What investments has Assan made for its production facilities in the areas of robotics and automation?
Thus far, we have invested more than USD50 million in industrial investments. Two years ago, we invested EUR6 million in a fully robotic system and are the only food company in Turkey that has acquired such a modern and efficient system. This is because we have been growing by double digits for the last five years, and much higher than 10%. In 2018, we also experienced significant growth, and 1Q2019 was as successful as planned. We, therefore, have to invest in the production line, and not for machinery growth. We also focus on know-how, and this shows how the group believes in Assan Foods.
How have you vertically integrated to minimize some of the supply chain issues typically faced by food and agriculture operations?
We have been working with many international companies such as Heinz and Nestlé. The issue of general supply is important in food because of the ingredients. We invest significantly in ingredients like tomatoes and have been working with more than 450 contracted tomato farmers in the region. We give them seeds, fertilizer, and know-how. We have contracts with them to follow the entire process all the way to harvest. We also give them the necessary equipment to have great results. Two years ago, we started a smart farming project. We have a base on that farm that collects all the information from the ground and the plants. We measure 11 parameters, such as the wind and humidity, for example, and send updates to the farmer saying it is time for watering, and so on. In the first year, we saved 50% water and almost 60% pesticides. We are working with the Scientific and Technological Research Council of Turkey (TÜBİTAK) and would like to bring this technology all over the valley because at the end of the day it is good to have a smart farm and sustainability. We are part of a sustainability program with many other international companies in which we supply them with raw materials and products. We also produce their brands.
What is the breakdown of your revenue in terms of private label production and your own brands?
It is around 50/50. We have also been expanding our private label business into new markets. For example, in mid-2018 we signed an agreement with eight countries in East Asia. We entered countries such as Cambodia, Hong Kong, Singapore, China, and so on with their private label products.
How has Assan changed its product offering to adapt to consumer demands for healthier, more organic products?
It is important to have strong suppliers.
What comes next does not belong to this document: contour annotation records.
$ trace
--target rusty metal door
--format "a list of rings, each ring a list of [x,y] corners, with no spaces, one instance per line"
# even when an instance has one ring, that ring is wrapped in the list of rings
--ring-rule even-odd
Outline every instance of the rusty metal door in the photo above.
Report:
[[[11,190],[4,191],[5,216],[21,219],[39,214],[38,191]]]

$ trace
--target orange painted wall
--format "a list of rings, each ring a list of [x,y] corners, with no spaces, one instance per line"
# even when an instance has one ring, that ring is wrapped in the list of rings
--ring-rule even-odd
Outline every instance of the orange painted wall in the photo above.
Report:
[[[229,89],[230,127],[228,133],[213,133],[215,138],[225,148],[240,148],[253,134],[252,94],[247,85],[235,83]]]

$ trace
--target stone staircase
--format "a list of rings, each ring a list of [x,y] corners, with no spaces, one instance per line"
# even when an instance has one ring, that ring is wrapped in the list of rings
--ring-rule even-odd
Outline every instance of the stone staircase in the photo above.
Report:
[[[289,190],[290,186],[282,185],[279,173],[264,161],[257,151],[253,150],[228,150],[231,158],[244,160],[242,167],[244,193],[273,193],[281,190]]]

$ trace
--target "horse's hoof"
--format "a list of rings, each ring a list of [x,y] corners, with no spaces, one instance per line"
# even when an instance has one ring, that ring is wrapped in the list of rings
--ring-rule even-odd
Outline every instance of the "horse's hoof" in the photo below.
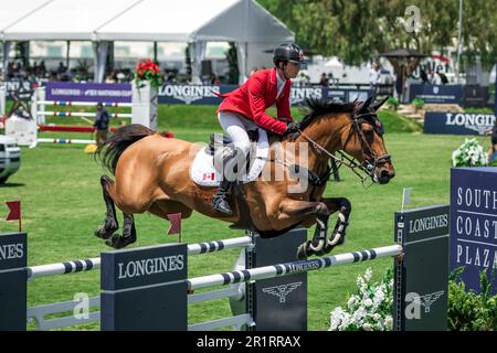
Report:
[[[338,242],[336,244],[330,244],[328,240],[328,243],[326,244],[326,246],[324,248],[325,254],[329,254],[335,247],[342,245],[343,243],[345,243],[345,234],[342,234],[340,236],[340,238],[338,239]]]
[[[107,246],[110,246],[115,249],[121,249],[129,244],[135,243],[136,240],[133,239],[130,236],[120,236],[119,234],[114,234],[110,239],[105,242]]]
[[[313,255],[313,249],[309,247],[310,240],[307,240],[297,248],[297,259],[305,260]]]
[[[101,225],[96,231],[95,231],[95,236],[101,238],[101,239],[108,239],[113,234],[108,233],[107,231],[105,231],[105,225]]]

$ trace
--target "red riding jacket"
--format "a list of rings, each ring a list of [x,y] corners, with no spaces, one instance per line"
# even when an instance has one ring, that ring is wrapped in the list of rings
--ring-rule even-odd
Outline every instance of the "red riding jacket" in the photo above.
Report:
[[[254,73],[241,87],[220,95],[225,98],[218,108],[218,111],[234,111],[273,132],[283,135],[286,130],[286,122],[293,121],[289,109],[289,94],[292,81],[287,79],[279,97],[277,95],[276,68],[262,69]],[[276,103],[277,116],[273,118],[266,114],[266,109]]]

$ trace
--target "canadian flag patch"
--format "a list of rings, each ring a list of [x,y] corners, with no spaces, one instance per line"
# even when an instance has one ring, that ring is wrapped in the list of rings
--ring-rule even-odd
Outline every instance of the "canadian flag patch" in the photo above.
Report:
[[[214,180],[215,173],[203,173],[202,180]]]

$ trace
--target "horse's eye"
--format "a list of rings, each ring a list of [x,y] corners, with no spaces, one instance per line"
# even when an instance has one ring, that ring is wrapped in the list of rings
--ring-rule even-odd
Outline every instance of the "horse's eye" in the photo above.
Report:
[[[367,138],[373,137],[373,129],[362,130]]]

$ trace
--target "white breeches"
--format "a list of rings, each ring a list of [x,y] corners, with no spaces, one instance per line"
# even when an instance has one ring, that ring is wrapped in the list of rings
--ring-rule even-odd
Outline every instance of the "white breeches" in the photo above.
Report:
[[[234,148],[246,156],[251,149],[251,140],[246,131],[256,130],[257,126],[252,120],[230,111],[220,111],[218,119],[224,132],[233,140]]]

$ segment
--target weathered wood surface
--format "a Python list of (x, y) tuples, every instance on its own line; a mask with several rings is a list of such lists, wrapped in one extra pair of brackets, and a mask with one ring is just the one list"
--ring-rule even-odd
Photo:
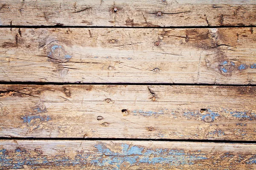
[(2, 26), (255, 26), (256, 13), (256, 3), (253, 0), (0, 2), (0, 24)]
[(253, 170), (255, 144), (0, 141), (1, 169)]
[(256, 87), (2, 85), (0, 136), (256, 140)]
[(3, 28), (0, 81), (256, 84), (255, 29)]

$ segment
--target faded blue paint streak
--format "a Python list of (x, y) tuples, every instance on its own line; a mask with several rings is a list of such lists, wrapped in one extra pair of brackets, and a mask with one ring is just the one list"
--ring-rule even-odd
[(256, 64), (253, 64), (250, 65), (251, 68), (256, 68)]
[(40, 121), (41, 122), (47, 122), (51, 120), (51, 118), (49, 116), (43, 116), (41, 115), (31, 115), (31, 116), (26, 116), (22, 117), (23, 119), (23, 122), (24, 123), (27, 123), (29, 125), (30, 125), (31, 121), (33, 119), (39, 119)]
[[(107, 156), (91, 161), (93, 164), (98, 166), (108, 165), (115, 165), (120, 168), (120, 165), (124, 162), (128, 162), (131, 164), (138, 163), (147, 163), (150, 164), (169, 164), (173, 165), (192, 164), (194, 161), (207, 159), (202, 153), (188, 154), (182, 150), (169, 150), (167, 149), (148, 149), (136, 146), (130, 146), (128, 144), (122, 144), (122, 149), (118, 153), (111, 151), (101, 144), (95, 146), (100, 154)], [(152, 157), (151, 154), (154, 154)]]
[(221, 70), (222, 70), (224, 73), (227, 73), (227, 70), (225, 68), (225, 67), (223, 67), (221, 68)]
[[(152, 115), (157, 115), (164, 114), (163, 110), (159, 110), (158, 112), (153, 112), (152, 111), (143, 111), (142, 110), (134, 110), (132, 111), (134, 113), (140, 113), (144, 116), (149, 116)], [(134, 114), (134, 115), (135, 115)]]
[(246, 64), (241, 64), (238, 67), (238, 69), (240, 70), (244, 70), (247, 67), (247, 65), (246, 65)]
[(219, 116), (220, 115), (217, 112), (213, 112), (210, 109), (207, 109), (207, 113), (205, 115), (202, 115), (202, 119), (204, 119), (204, 118), (207, 116), (209, 116), (212, 118), (213, 121), (215, 119), (215, 117)]

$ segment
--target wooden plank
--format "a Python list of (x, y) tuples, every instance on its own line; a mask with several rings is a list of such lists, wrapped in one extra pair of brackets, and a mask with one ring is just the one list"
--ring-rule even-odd
[(167, 27), (256, 25), (253, 0), (5, 0), (3, 26)]
[(159, 141), (0, 141), (1, 169), (253, 170), (255, 144)]
[(255, 29), (2, 28), (0, 81), (256, 84)]
[(256, 140), (256, 87), (1, 85), (0, 136)]

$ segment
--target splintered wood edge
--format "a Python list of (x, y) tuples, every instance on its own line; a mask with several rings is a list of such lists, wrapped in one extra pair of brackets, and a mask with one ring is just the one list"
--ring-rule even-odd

We also certify them; the supply part is extremely important in the first stage. We also need to have a healthier way of producing all these products. We have all kinds of certification and have been checked by many international companies. As we develop, R&D becomes more important. We continue to develop this in a healthier way. For example, we started using sunflower oil in mayonnaise but are now also working on olive oil. Moreover, we do not add preservatives. Current trends are definitely moving toward healthier and cleaner labels.
What is the breakdown of your revenue from Turkey and your international markets, and where are you looking to grow?
Our revenues are 60% Turkey and 40% international. We have been in Europe for a long time, and a new market for us is East Asia. Our entry into Wal-Mart China was a large step with our own brand and recipe. GCC countries are also close, and we know their taste profiles extremely well, so we can supply many products. Not all are our products, as we also produce for international brands.
What new products are coming out soon as a result of your R&D efforts?
We have a marketing and R&D team whose target is to launch three new products every year. Our main focus right now is value-added products, such as sauces, mayonnaise, and ketchup. There are always 10-12 new products in the pipeline.